Para a advogada especialista em Tecnologia e Inovação do Urbano Vitalino Advogados, Caroline Teófilo, a medida reconhece a necessidade de preservar a confiança nas assinaturas digitais antes que o risco se concretize. A profissional aponta que a digitalização traz ganhos de agilidade, mas depende da segurança da infraestrutura para evitar custos, atrasos e incertezas contratuais.
Caroline explica que uma eventual quebra de confiança nas assinaturas digitais poderia impactar a eficiência das relações empresariais, aumentando validações paralelas ou retornando a procedimentos físicos em situações sensíveis. O risco é descrito pela advogada como a perda de agilidade do ambiente digital, agravando burocracia e custos.
A especialista reforça ainda a preocupação com ataques futuros em que dados e comunicações possam ser capturados hoje e decodificados depois, com maior poder computacional. Esse cenário, conhecido como “capture agora, quebre depois”, é apontado como desafio central para manter validade de contratos e rastreabilidade de operações no ambiente digital.

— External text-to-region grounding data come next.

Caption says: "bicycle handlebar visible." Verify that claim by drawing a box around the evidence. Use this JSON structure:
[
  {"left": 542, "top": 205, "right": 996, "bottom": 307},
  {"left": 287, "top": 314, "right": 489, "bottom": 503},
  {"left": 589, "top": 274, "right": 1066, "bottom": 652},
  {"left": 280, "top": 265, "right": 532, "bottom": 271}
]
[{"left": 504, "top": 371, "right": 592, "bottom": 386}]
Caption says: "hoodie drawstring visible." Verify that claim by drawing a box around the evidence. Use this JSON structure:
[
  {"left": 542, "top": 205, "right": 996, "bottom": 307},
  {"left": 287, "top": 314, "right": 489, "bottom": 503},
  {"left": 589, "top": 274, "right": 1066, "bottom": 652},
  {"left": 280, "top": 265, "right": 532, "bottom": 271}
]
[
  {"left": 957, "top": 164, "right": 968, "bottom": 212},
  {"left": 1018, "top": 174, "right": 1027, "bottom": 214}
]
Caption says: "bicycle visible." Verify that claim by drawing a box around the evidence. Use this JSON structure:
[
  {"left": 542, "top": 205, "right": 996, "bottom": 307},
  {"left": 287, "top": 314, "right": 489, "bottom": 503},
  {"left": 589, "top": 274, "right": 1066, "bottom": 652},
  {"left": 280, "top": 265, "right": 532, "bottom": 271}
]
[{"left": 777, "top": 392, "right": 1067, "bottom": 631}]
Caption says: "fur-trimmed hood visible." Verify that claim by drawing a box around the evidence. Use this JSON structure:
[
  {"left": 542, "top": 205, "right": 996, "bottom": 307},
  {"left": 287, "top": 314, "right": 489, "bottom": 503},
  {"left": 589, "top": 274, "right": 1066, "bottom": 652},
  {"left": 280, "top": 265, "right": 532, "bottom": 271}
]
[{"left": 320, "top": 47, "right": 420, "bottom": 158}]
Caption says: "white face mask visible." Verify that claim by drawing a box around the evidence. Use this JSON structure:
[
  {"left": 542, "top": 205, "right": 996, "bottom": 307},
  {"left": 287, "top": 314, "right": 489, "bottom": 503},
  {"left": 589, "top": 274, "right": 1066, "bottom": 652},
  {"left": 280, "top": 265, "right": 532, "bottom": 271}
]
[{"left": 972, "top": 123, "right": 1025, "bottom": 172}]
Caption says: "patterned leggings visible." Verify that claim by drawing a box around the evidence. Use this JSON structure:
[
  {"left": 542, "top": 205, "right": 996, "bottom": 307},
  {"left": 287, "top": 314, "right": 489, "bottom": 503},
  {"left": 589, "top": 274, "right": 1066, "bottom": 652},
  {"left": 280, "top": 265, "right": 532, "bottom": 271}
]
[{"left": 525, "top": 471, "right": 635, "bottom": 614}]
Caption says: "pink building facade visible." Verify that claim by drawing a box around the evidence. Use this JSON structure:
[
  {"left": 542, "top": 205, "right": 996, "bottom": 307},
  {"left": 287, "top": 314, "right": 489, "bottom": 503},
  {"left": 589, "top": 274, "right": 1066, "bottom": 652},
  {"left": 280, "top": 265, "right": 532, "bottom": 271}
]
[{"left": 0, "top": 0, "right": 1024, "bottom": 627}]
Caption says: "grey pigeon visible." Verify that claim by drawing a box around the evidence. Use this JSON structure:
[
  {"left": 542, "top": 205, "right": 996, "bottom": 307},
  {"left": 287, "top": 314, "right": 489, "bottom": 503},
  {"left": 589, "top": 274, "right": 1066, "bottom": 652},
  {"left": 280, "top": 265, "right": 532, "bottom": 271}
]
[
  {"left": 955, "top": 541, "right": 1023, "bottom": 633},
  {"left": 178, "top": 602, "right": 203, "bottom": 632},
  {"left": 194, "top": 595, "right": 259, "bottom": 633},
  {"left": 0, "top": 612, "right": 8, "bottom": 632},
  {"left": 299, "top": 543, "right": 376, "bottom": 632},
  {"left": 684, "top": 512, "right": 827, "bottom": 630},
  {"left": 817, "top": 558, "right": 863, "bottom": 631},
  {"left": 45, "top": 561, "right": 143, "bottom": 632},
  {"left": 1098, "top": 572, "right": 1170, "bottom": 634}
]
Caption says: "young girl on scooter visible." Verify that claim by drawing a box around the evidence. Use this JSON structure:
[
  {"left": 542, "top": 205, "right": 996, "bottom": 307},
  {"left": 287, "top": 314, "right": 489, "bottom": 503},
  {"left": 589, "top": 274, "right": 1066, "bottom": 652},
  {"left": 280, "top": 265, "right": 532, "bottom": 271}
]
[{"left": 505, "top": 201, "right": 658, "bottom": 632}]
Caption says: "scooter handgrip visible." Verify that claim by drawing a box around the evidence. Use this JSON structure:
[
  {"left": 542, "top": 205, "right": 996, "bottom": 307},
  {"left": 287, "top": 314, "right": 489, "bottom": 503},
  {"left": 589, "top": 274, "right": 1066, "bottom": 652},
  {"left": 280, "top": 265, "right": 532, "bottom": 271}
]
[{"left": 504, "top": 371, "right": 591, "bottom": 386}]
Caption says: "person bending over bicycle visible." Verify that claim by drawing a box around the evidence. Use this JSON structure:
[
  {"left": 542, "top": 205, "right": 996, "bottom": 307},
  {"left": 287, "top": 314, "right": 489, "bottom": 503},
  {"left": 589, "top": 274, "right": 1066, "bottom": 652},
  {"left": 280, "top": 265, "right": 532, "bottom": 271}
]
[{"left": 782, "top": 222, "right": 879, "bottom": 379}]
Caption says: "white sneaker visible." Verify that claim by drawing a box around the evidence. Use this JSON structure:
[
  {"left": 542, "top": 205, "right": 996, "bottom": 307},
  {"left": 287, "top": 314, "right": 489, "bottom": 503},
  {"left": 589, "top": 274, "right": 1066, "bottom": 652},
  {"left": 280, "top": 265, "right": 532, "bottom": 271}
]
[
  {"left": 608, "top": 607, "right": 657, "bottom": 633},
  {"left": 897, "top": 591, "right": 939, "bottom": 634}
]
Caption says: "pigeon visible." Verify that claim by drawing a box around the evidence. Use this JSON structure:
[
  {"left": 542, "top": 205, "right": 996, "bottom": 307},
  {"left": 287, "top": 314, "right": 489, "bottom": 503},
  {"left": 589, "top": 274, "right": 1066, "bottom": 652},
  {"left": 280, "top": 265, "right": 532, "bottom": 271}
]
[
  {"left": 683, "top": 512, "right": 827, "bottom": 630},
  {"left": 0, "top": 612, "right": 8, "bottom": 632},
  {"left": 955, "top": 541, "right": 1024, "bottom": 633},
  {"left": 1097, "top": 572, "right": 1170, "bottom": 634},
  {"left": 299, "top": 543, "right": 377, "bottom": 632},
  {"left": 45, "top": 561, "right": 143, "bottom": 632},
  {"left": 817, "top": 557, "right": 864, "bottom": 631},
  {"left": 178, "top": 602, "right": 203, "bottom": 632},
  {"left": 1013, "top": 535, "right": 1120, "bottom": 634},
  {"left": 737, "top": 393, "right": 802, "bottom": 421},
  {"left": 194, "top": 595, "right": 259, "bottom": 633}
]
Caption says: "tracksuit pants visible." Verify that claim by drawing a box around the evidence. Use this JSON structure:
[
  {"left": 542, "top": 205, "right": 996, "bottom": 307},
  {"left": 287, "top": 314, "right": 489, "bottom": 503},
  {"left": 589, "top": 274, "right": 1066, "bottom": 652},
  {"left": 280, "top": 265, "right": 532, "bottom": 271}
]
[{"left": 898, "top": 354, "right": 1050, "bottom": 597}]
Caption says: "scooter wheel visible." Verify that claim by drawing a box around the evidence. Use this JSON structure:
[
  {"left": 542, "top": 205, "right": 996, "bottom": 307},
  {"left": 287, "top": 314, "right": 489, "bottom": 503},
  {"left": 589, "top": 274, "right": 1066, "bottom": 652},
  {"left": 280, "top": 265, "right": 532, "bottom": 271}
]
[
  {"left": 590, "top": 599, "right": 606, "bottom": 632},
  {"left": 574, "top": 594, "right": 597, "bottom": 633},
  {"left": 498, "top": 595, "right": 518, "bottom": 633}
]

Entre as responsabilidades do grupo, está a avaliação de requisitos normativos, planos de teste, mecanismos de monitoramento e a preservação da interoperabilidade com documentos já assinados. O objetivo é evitar inseguranças jurídicas e manter a eficiência de contratos eletrônicos, certificados digitais e plataformas de assinatura.
O texto técnico também prevê alinhamentos com entidades internacionais de padronização e ações de conscientização voltadas a autoridades certificadoras, plataformas de assinatura e titulares de certificados. O governo ressalta que a transição para padrões pós-quânticos não é simples nem imediata, exigindo planejamento rigoroso.
O anúncio sinaliza que o avanço para uma infraestrutura de confiança resistente à computação quântica deve ocorrer gradualmente, sem prejudicar a agilidade econômica. O grupo deverá apresentar um diagnóstico de risco quântico, o plano de migração e uma estratégia de execução ao término do período inicial.